A lot of research focuses on impacts at a single point in time, says Margot Wagner. A bioengineer, she works at the University of California, San Diego and did not take part in the new work. This study, she notes, followed hundreds of teens over time. That let scientists spot brain features that were connected to later outcomes. She says it also now suggests that “you can intervene and help way sooner than otherwise.”

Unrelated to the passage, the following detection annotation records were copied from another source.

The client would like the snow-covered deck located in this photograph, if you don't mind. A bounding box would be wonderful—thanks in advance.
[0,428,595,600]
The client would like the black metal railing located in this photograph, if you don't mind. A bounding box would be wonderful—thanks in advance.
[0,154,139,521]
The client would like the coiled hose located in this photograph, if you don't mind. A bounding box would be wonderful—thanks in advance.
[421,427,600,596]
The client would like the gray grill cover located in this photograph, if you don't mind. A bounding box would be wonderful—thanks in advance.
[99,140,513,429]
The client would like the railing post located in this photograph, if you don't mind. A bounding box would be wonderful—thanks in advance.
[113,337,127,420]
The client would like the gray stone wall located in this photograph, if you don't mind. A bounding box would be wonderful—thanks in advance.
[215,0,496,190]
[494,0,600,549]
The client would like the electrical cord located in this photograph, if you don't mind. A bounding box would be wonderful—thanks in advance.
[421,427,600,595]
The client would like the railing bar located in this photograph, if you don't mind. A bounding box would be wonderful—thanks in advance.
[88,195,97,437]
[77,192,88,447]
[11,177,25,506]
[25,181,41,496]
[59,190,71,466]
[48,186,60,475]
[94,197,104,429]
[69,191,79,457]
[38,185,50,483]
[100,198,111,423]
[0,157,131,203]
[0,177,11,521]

The pandemic was tough on many kids. They experienced isolation, worry and big changes to daily life. Scientists are now identifying longer-term impacts — a record number of teens struggling with depression and anxiety. Some scientists call this mental-health crisis “the second pandemic.”
Even as many teenagers struggled during the pandemic, others did okay. Caterina Stamoulis wanted to know why. A computational neuroscientist, she works at Harvard Medical School and Boston Children’s Hospital in Massachusetts.
Stamoulis used data collected as part of the Adolescent Brain Cognitive Development study, also known as ABCD. It collected data at 21 research sites across the United States. By studying more than 11,000 adolescents, scientists are learning how a teen’s brain grows and matures.
“This is the first time in history we’re looking at thousands of participants and getting these measures over time,” Wagner says. “It’s truly remarkable.”
Scanning for the pandemic effect
Scientists scanned the brains of 1,414 teens for the ABCD study. They used functional MRI brain scans, or fMRI. These measure blood flow in the brain. Active areas show more blood flow. These images also help reveal how certain parts of the brain work together. Neuroscientists call such links brain circuits.
Begun in 2015, ABCD was well underway when COVID hit. That meant researchers had brain scans from before the pandemic. They could compare brain circuits from back then with the teens’ later responses to stress. “Without the pandemic, we would not have been able to understand the impact of a long-lasting adverse event,” Stamoulis notes.
In May 2020, as the world shut down, researchers started surveying teens in the study about how they were doing. They surveyed them every few months. The responses measured aspects of mental health, stress and sadness, among other things.
Before the pandemic, some teens had weaker neural links between certain parts of the brain. These teens fared worse than those with stronger links, the team found. Affected brain regions included the prefrontal cortex and the amygdala. The prefrontal cortex is a brain area right behind the forehead. It gets drastically reshaped during adolescence. The amygdala is a structure inside each side of the brain. It helps process emotions.
The data show that kids with weaker links between these areas were more likely to feel sad and stressed during the pandemic, Stamoulis reports. “Stronger and more resilient brain networks predicted better mental health, lower stress and lower sadness.”
Researchers don’t yet know why some teens’ brain networks are stronger. Stamoulis and her colleagues plan to study these brain circuits over time. As our brains develop, they respond to many experiences and factors in our surroundings. If those are positive, Stamoulis says, they can be “protective factors for the brain and how its circuits evolve and become wired.”